Fatores que influenciaram o preço do ouro
O crescimento do preço do ouro foi impulsionado pelo enfraquecimento do dólar americano, em razão das expectativas em relação à redução das taxas de juros nos Estados Unidos, além dos desdobramentos das tensões comerciais entre os EUA e a China, que também contribuíram para a valorização do ativo.
O contrato mais líquido do ouro, que tem vencimento previsto para dezembro, fechou com um aumento de 0,91%, atingindo US$ 4.201,60 por onça-troy na Comex, divisão de metais da New York Mercantile Exchange (Nymex), nos EUA. Durante a sessão, o ouro chegou a renovar sua marca histórica intradia, alcançando uma cotação de US$ 4.235,80** por onça-troy.
Impacto das tensões comerciais sobre o mercado
A forte valorização do ouro deve-se em grande parte ao aumento da aversão ao risco entre os investidores globais. Neste mesmo dia, as tensões comerciais entre os Estados Unidos e a China intensificaram-se. O presidente dos EUA, Donald Trump, anunciou uma taxa de 100% sobre produtos de construção naval e afins provenientes da China. Esse aumento nas tarifas será implementado a partir de 9 de novembro.

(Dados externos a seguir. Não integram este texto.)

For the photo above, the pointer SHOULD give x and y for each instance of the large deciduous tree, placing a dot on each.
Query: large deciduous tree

No dia anterior, 14 de maio, ambos os países começaram a aplicar taxas portuárias adicionais sobre o transporte marítimo, após um breve alívio observado no final de semana passado. A China passou a cobrar taxas especiais sobre embarcações que sejam de propriedade, operadas, construídas ou que tenham bandeira dos Estados Unidos, embora tenha esclarecido que os navios construídos no território chinês estarão isentos dessas taxas.

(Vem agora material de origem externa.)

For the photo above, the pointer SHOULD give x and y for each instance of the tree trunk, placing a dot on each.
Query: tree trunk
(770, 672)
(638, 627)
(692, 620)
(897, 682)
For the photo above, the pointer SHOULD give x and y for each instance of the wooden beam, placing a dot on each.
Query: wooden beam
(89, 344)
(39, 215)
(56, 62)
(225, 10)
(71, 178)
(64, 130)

Vale ressaltar que na última sexta-feira, 10 de maio, Donald Trump havia ameaçado impor uma tarifa adicional de 100% sobre produtos chineses, em resposta às restrições que Pequim decidiu implementar sobre as exportações de minerais de terras raras, os quais são essenciais para a produção de várias tecnologias de ponta.
Comentários de analistas sobre a situação econômica
Stephen Miran, diretor do Federal Reserve (Fed), o banco central dos Estados Unidos, expressou que as novas tensões comerciais entre os EUA e a China apresentam riscos negativos adicionais para as expectativas econômicas do país, reforçando a urgência de um corte nas taxas de juros. Miran afirmou: “Devemos reconhecer que há uma diferença em relação ao que pensávamos há uma semana”, referindo-se ao momento em que a China anunciou novas restrições às exportações de minerais de terras raras.
Ele acrescentou: “Agora há mais riscos negativos do que havia há uma semana, e cabe a nós, como formuladores de política, reconhecer que isso deve se refletir nas políticas. É cada vez mais urgente que cheguemos rapidamente a uma posição mais neutra na política monetária.”
Scott Bessent, secretário do Tesouro dos EUA, ao fazer comentários no mesmo fórum, afirmou que os dois países continuam a manter diálogos.
Expectativas em relação ao corte de juros nos EUA
O enfraquecimento do dólar tem sido um fator crucial para o desempenho do ouro. Essa situação está atrelada à expectativa dos investidores sobre um possível corte nas taxas de juros nos Estados Unidos, que é alimentado por discursos divergentes entre os diretores do Fed.
Na tarde de quarta-feira, os operadores do mercado indicavam uma probabilidade de 97,8% de que o Fed realizasse uma redução das taxas de juros em 0,25 ponto percentual, levando a taxa para a faixa de 3,75% a 4,00% na próxima reunião do Comitê Federal de Mercado Aberto (FOMC) marcada para 29 de outubro. No dia anterior, a estimativa era de 97,3%, conforme demonstrado pela ferramenta FedWatch, desenvolvida pelo CME Group.
Esses eventos e expectativas mantêm a volatilidade do mercado, além de provocar reações significativas entre os investidores, demonstrando a interconexão entre a política monetária e as relações comerciais internacionais.